Little Sylvestre’s cradle used to be in it. He was a very pretty child,
but very pale. When he used to play on the grass, his mother would watch
him very anxiously; and every little while she would stop her sewing in
order to take him upon her lap. The poor little fellow never wanted to
go to sleep. He used to say that when he was asleep he would go away,
very far away, to some place where it was all dark, and where he saw
things that made him afraid--things he never wanted to see again.

Then his mother would call me, and I would sit down beside his cradle.
He would take one of my fingers in his little dry warm hand, and say to
me,

“Godfather, you must tell me a story.”

Then I would tell him all kinds of stories, which he would listen to
very seriously. They all interested him, but there was one especially
which filled his little soul with delight. It was “The Blue Bird.”
 Whenever I finished that, he would say to me, “Tell it again! tell it
again!” And I would tell it again until his little pale blue-veined head
sank back upon the pillow in slumber.

The doctor used to answer all our questions by saying,

“There is nothing extraordinary the matter with him!”
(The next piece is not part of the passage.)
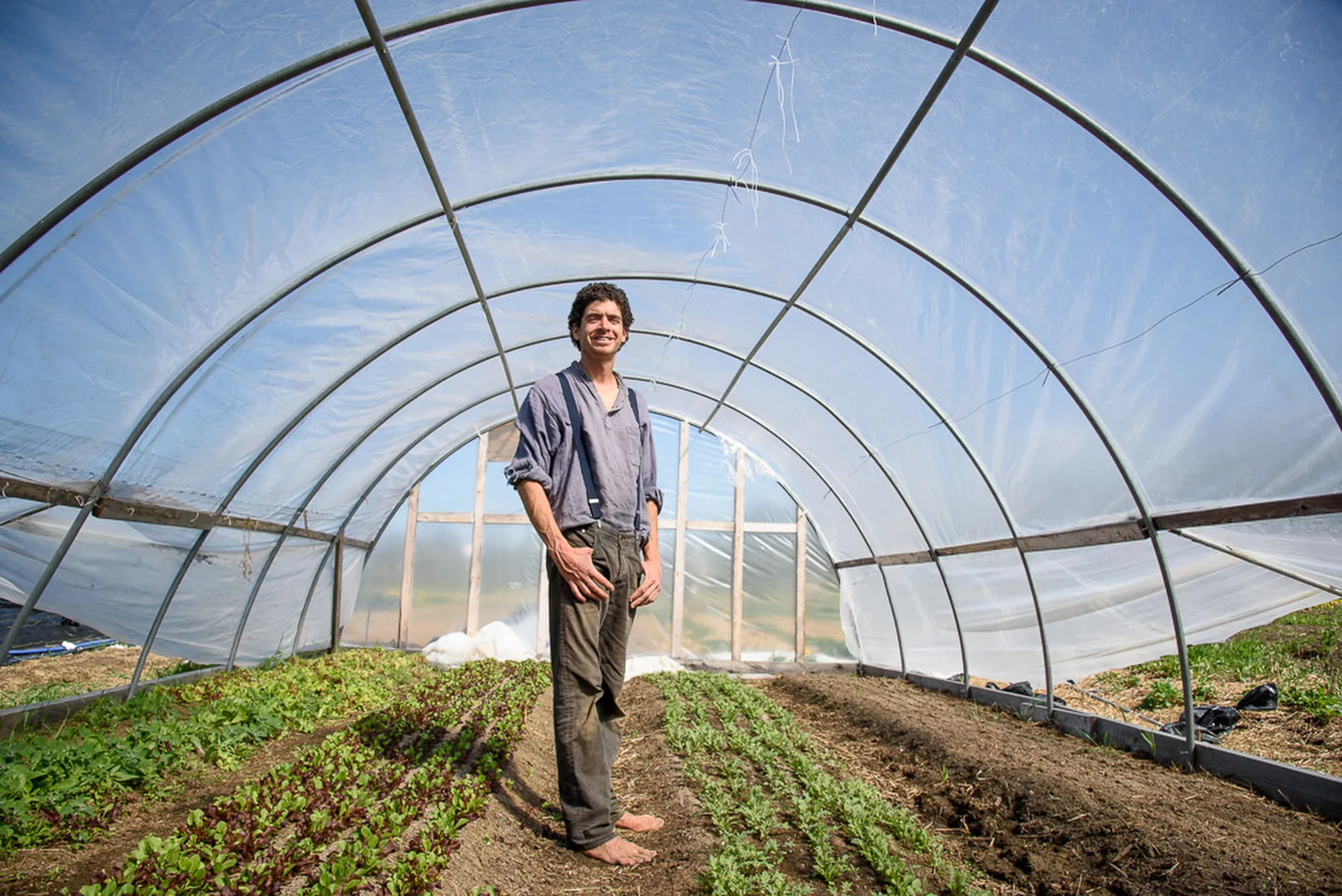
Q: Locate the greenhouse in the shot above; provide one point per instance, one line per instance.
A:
(982, 341)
No! There was nothing extraordinary the matter with little Sylvestre.
One evening last year his father called me.

“Come,” he said, “the little one is still worse.”

I approached the cradle over which the mother hung motionless, as if
tied down above it by all the powers of her soul.

Little Sylvestre turned his eyes towards me; their pupils had already
rolled up beneath his eyelids, and could not descend again.

“Godfather,” he said, “you are not to tell me any more stories.”

No, I was not to tell him any more stories!

Poor Jeanne!--poor mother!

I am too old now to feel very deeply; but how strangely painful a
mystery is the death of a child!


To-day, the father and mother have come to pass six weeks under the old
man’s roof. I see them now returning from the woods, walking arm-in-arm.
Jeanne is closely wrapped in her black shawl, and Henri wears a crape
band on his straw hat; but they are both of them radiant with youth,
and they smile very sweetly at each other. They smile at the earth which
sustains them; they smile at the air which bathes them; they smile at
the light which each one sees in the eyes of the other. From my window I
wave my handkerchief at them,--and they smile at my old age.

Jeanne comes running lightly up the stairs; she kisses me, and then
whispers in my ear something which I divine rather than hear. And I make
answer to her: “May God’s blessing be with you, Jeanne, and with your
husband, and with your children, and with your children’s children for
ever!”... Et nunc dimittis servum tuum, Domine!